Pada Bagian Pertama (Kanban dan Pengendalian – Evaluasi Pelaksanaan Rencana Pembangunan (Bagian Pertama) – Birokrat Menulis), saya telah mengisahkan bagaimana kata Kanban secara out of the blue muncul di timeline. Curiosity kemudian menuntun saya menyusuri Sistem Produksi Toyota, hingga sampai pada adopsi Lean Six Sigma dalam manajemen kinerja sektor publik. Semua itu karena obsesi saya, sebagai seorang perencana, menerapkan filosofi Kanban dalam pengendalian dan evaluasi pelaksanaan rencana pembangunan.
The Tip of The Iceberg
Mengapa saya terobsesi menerapkan filosofi Kanban dalam pengendalian dan evaluasi pelaksanaan rencana pembangunan? Karena tahapan perencanaan pembangunan, sebagaimana diatur dalam Undang-Undang SPPN, sebenarnya dimulai dari hasil evaluasi pelaksanaan rencana. Kemendagri menyebut pengendalian dan evaluasi sebagai titik tolak pembangunan daerah.
Dalam penyusunan rencana pembangunan, Peraturan Pemerintah turunan Undang-Undang SPPN menentukan, hasil evaluasi pelaksanaan rencana pembangunan periode sebelumnya menjadi bahan rancangan awal rencana pembangunan, melalui pendekatan teknokratik, baik untuk jangka panjang, jangka menengah, maupun rencana tahunan.
Pada praktiknya, evaluasi pelaksanaan rencana merupakan bagian yang paling sulit. Misalnya, betapa sulitnya kita mengevaluasi pencapaian sasaran pembangunan pada akhir tahun anggaran.
Kesulitan dalam melakukan evaluasi, terutama di negara “dunia ketiga”, merupakan masalah klasik. Memetakan kendala teknis dan praktis dalam melakukan evaluasi, Thomas B. Smith menemukan bahwa yang paling umum adalah kekurangan data dasar, serta sulitnya mengumpulkan data, untuk menyediakan informasi yang memadai guna tujuan evaluatif.

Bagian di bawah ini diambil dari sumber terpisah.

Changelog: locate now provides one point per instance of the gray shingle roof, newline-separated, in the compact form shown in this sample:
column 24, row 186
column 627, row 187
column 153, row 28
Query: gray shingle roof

Di daerah, Kemendagri menilai kesulitan dalam pengendalian dan evaluasi, salah satunya, disebabkan oleh pengelolaan sistem informasi pembangunan daerah yang belum optimal. Pengelolaan data dan informasi hanyalah the tip of the iceberg dari kesulitan melakukan pengendalian dan evaluasi.
Secara empiris, menurut saya, hal ini disebabkan oleh problem lain yang lebih mendasar dalam menerapkan manajemen kinerja sektor publik di Indonesia. Ketika pengendalian dan evaluasi perlu diintegrasikan serta dihubungkan dengan siklus perencanaan dan penganggaran, sebagaimana Michael Quinn Patton mengingatkan, terdapat permasalahan pada tahapan perencanaan dan penganggaran kinerja.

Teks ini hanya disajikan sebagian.